Data visualisation can be a fantastic method for communicating quantitative results. Compelling and effective graphs are clean, clear, and emphasise data rather than “empty” graphic design. As Edward Tufte (one of the pioneers of data visualisation) wrote, “Confusion and clutter are failures of design, not attributes of information” (Tufte, Goeler, and Benson 1990, 53). Good graphs place data at the forefront.

This is a guide for visualising data effectively in a style consistent with the Centre’s colours and fonts. It covers common visualisation errors and demonstrates what should be done instead. The suggestions reflect data visualisation best practices and help provide a uniform look for the Centre’s data visualisation.

USSC data visualisation

A standard USSC graph (for R users, theme_ussc(). If you use R, feel free to check out the ussc ggplot2 guide.) has the following elements:

USSC data visualisation manual
Font Fontface Size Colour Notes
Title Halis GR Bold 14 #444444 The title should be pithy and SEO-friendly.
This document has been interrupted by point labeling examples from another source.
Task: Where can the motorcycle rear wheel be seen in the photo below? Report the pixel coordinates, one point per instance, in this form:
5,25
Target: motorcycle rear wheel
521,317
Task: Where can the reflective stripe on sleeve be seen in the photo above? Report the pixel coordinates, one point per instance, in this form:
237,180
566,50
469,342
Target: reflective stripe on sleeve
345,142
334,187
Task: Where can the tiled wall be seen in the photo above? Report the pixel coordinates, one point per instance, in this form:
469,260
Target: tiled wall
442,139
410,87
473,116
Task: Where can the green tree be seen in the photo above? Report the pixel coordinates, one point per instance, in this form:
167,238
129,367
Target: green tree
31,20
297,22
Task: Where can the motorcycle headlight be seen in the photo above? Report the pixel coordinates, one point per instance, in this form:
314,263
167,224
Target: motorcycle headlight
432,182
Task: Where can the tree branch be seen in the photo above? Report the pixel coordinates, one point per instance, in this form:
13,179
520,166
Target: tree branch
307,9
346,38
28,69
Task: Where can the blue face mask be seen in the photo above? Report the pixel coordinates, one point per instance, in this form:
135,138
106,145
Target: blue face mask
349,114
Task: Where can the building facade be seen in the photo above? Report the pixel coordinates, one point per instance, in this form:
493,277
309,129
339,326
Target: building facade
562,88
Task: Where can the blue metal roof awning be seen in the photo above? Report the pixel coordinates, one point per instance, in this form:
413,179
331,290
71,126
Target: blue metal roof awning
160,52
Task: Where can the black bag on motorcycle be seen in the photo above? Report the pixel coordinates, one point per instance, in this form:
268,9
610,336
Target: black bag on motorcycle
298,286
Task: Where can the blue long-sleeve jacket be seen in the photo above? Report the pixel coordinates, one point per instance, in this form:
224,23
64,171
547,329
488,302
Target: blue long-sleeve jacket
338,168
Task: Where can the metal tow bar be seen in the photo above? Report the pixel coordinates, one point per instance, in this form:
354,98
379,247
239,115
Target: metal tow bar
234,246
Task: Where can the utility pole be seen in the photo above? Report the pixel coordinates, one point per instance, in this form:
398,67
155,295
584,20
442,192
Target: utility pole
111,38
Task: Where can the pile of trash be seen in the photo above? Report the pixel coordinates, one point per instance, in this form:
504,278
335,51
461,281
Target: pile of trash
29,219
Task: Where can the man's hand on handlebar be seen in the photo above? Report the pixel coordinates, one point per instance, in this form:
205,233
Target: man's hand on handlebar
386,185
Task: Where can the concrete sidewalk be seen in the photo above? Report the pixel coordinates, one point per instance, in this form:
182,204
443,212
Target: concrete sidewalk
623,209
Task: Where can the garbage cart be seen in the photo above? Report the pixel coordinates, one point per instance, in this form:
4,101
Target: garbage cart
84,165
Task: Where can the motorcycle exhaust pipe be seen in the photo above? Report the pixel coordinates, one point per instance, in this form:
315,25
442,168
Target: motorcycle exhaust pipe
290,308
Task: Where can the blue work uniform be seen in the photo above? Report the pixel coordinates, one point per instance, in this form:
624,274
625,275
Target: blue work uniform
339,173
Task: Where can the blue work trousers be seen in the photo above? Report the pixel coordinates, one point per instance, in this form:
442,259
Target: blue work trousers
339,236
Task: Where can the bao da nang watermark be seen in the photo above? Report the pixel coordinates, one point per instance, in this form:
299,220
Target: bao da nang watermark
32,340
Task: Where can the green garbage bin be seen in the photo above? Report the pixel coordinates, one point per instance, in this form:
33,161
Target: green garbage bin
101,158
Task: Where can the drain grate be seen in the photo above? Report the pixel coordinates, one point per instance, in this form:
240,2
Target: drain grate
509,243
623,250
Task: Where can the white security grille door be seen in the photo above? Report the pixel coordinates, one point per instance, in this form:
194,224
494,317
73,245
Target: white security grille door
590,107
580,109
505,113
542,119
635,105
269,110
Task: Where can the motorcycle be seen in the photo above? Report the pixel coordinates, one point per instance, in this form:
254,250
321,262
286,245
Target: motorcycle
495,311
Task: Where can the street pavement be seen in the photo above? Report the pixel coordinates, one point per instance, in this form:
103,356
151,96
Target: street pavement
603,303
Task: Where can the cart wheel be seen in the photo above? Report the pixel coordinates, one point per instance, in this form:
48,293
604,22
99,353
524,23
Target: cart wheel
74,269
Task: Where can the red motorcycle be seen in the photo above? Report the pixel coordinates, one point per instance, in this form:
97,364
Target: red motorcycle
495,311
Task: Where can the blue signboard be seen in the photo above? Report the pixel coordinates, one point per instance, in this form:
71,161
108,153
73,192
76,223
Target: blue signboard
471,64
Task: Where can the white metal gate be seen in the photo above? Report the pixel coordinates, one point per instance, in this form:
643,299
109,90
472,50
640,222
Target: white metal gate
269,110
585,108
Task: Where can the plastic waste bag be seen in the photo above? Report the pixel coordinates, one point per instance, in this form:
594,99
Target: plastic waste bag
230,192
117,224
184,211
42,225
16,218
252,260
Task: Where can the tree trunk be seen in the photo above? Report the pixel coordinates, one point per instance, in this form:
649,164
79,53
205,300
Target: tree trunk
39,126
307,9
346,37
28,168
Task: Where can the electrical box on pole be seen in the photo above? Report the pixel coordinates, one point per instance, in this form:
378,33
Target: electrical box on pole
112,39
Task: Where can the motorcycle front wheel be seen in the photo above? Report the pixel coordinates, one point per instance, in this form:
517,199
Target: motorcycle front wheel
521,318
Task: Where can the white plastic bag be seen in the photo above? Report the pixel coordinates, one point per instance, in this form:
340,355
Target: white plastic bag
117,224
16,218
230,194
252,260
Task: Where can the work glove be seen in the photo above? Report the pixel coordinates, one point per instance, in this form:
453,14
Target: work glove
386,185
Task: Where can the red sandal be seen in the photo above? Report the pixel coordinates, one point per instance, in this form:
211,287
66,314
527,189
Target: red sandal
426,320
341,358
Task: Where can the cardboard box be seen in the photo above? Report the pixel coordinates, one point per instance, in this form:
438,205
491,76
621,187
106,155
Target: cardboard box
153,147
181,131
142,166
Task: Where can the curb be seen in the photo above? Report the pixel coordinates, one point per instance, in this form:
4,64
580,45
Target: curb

Titles should explain the content within the graph, not solely describe the axis labels.
Subtitle Halis GR Regular 11 #444444 Use a subtitle if you need to expand or add clarification to your title.
Grid lines NA NA Major grid line- 0.5pt; Minor grid line - 0.25 #EBEBEB Remove grid lines unless necessary.
X and Y axis titles Halis GR Bold 11 #444444 X axis labels should be horizontal and Y axis labels should be vertical. Remove from the graph if the axis is obvious (i.e. year).
X and Y axis labels Halis GR Regular 12 #444444 Labels should always be horizontal. Include units and punctuation (i.e. break large numbers with commas). To save space, consider adding a unit only for the first observation.
Axis ticks NA NA NA #D3D3D3 NA
Legend title Halis GR Bold 11 #444444 NA
Key labels Halis GR Regular 12 #444444 Key labels should always be horizontal.
Annotations Halis GR Regular 11 #444444 NA
Caption (source and notes) Halis GR Regular 10 #444444 NA
Small multiple labels Halis GR Bold 10 #444444 NA

And they look like this:

The main content well for the Centre’s website is 780 pixels (px) wide, which translates to 8.125 inches (in) or 20.636 centimetres (cm). When saving a publication-ready graph, set the width to 7 inches. Most graphs fit in this div. For wide graphs that spans the entire width of the webpage, set the width as 1320 px (13.75 in or 34.925 cm). If the graphs are web-based, the height can vary. Always set the dpi to 300.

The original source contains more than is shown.